Now that you know that taking medications as directed by your doctor is a very important part of staying healthy and preventing a cardiovascular event such as a heart attack or stroke, here are some factors to consider as you move forward with taking long-term medications.

Knowing your medications and how to take them

Keeping track of your medications and when to take them can be overwhelming. A good place to start is to know what each pill looks like and what it’s supposed to do. It will help you make sure you’re taking the right medication and remind you of its importance. If you're on multiple medications, a pill box, available in grocery stores/pharmacies, may be helpful. Pill reminder apps are also available for your smartphone. 

Poor metabolizers (nonresponders)

Clopidogrel (Plavix), an antiplatelet medication, can be less effective for a small percentage of the population who carry a particular gene. Unfortunately, there are no specific signs or symptoms to help determine whether you’re at risk. Complying with your doctor's recommendations is the most important thing you can do.

Medication safety

It’s very important that your primary care physician, cardiologist, and any other doctor providing care and treatment knows about all medication you take, including prescription drugs, supplements, and over-the-counter medication.

Reading medication labels

Your medication labels provide important information about how much to take and how often as well as important information taking it with other medication. 

Affording your medications

One of the most common reasons for people not taking their medication is the cost. Yes, it can be very expensive, but don’t be embarrassed to admit that you’re concerned about the cost. It’s in your best interest to explore ways to afford the medication you need and to save money where you can with generics, discounts, free samples, assistance programs, and clinical trials. 

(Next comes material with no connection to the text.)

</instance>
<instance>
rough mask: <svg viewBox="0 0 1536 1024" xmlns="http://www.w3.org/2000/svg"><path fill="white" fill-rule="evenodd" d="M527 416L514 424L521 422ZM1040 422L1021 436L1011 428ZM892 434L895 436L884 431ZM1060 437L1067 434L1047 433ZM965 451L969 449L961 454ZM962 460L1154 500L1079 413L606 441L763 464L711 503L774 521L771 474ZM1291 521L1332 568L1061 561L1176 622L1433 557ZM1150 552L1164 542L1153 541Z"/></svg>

Using your pharmacist as a resource

You might be surprised to learn that a pharmacist can answer many of your most pressing questions about your medication, including questions about insurance, generic drugs, interactions, safety, discounts, storage, and disposal. You might save a few dollars by going someplace new or ordering from online pharmacies, but you won’t have the support, information, and peace of mind that you will have with a pharmacist you know by name and reputation. Your pharmacist can also inform you of the cost savings related to alternate drugs in the same class of drugs. 

Tips for caregivers

Managing multiple medications isn’t easy, so it helps to have a caring team. Take the time to learn about all the medications your loved one is taking. Maybe you can offer some suggestions to help them remember when to take their pills.

The most important thing to remember about medication is taking it as directed by a doctor. Even if you hear something negative about it on the news or someone tells your loved one to stop taking it before a procedure, check with a doctor first before reducing or stopping a medication.

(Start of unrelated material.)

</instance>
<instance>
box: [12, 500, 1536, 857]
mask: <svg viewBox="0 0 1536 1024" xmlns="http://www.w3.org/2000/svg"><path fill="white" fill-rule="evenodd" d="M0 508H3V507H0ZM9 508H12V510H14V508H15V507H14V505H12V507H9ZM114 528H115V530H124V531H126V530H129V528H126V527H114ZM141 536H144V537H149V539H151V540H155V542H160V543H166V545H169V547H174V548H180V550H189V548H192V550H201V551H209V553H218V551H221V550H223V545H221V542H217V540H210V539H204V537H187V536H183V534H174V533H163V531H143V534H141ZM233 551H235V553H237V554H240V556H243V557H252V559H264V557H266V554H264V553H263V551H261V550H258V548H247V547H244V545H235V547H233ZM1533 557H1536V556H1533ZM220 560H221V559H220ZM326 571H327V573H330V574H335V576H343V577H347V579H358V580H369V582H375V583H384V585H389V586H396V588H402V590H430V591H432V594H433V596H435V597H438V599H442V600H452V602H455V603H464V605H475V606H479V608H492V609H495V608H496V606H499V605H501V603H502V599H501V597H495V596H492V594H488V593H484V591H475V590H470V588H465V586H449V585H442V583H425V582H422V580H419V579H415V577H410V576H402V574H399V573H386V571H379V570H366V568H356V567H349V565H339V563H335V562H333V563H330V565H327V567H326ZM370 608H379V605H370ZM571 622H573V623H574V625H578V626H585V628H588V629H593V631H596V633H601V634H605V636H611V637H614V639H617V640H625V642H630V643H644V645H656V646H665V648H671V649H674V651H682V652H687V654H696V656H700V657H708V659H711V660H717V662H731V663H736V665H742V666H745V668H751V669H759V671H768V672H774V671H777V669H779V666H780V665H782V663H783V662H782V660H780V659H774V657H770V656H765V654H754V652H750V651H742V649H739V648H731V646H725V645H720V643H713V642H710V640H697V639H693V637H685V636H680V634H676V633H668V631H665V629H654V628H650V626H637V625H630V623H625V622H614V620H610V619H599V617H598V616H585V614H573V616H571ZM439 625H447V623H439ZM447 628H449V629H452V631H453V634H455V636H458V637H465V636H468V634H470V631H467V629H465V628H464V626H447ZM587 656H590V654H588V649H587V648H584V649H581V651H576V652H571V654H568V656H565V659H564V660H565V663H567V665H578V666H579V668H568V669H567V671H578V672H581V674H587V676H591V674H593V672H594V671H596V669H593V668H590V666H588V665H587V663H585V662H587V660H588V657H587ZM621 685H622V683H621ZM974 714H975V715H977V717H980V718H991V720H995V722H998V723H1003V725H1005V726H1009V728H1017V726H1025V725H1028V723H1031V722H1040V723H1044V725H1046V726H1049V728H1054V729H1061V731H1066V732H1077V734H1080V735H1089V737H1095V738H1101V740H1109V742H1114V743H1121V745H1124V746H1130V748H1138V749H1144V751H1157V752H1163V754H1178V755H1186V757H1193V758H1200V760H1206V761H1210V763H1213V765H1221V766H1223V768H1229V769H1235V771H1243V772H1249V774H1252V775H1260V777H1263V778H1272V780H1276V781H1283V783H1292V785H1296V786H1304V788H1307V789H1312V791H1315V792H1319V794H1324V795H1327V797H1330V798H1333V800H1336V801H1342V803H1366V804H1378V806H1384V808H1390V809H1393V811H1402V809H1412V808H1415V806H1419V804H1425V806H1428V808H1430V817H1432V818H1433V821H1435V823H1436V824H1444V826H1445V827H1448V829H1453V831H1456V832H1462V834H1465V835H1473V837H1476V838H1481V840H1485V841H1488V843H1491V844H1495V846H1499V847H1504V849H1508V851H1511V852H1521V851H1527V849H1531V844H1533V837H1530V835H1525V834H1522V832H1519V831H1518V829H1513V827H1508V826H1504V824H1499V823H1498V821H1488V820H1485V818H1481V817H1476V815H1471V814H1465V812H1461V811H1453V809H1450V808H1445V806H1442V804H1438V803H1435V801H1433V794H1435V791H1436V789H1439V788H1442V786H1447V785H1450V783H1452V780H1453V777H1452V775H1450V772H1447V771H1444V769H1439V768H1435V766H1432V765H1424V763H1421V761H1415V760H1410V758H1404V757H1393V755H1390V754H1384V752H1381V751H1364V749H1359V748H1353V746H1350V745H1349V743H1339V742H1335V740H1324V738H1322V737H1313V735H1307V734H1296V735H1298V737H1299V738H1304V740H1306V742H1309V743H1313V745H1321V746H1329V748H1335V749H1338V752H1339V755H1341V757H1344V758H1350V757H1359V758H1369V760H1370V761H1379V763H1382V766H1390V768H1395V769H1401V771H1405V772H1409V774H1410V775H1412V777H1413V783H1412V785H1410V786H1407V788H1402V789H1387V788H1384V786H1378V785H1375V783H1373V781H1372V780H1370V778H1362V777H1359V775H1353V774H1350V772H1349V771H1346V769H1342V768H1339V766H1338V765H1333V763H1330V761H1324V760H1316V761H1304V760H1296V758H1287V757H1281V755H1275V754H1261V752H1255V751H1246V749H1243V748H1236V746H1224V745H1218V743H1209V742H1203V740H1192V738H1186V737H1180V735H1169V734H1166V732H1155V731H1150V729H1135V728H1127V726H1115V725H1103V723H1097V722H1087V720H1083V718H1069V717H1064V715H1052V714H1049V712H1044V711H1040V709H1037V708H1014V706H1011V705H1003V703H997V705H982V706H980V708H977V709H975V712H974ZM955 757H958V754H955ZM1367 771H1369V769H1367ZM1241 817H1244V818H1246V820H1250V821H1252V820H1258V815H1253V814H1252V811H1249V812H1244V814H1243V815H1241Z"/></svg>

Age, side effects, and drug interactions

If you do take more than a few medications, it’s important to go over them at least once a year with your doctor to eliminate any that are unnecessary and to identify drug interactions. And don’t forget to include supplements and over-the-counter medications. Access to your own electronic health record (EHR) lets you update your medications.

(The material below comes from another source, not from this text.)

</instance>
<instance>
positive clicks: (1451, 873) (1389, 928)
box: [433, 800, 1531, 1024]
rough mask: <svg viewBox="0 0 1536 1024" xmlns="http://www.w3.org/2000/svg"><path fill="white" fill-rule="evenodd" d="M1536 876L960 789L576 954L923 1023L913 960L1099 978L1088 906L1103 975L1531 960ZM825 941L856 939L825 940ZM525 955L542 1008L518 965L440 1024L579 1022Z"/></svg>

As a senior, taking care of yourself can become even more challenging, and you’re at a greater risk for problems with your medications such as depression, constipation, and confusion. Also, some side effects, for example dizziness, can lead to other problems such as losing your balance, falling down, and hurting yourself. Older adults also have more problems than younger people with certain drugs. Check Beer’s Criteria for medications that people over 65 should avoid and always check with your doctor.

Physical limitations

Finally, it’s important to remember that your hearing, vision, and memory may not be what they used be, which can interfere with communication among you, your doctor, and any other caregivers. So, whenever possible, ask questions and repeat instructions to ensure you understand everything correctly.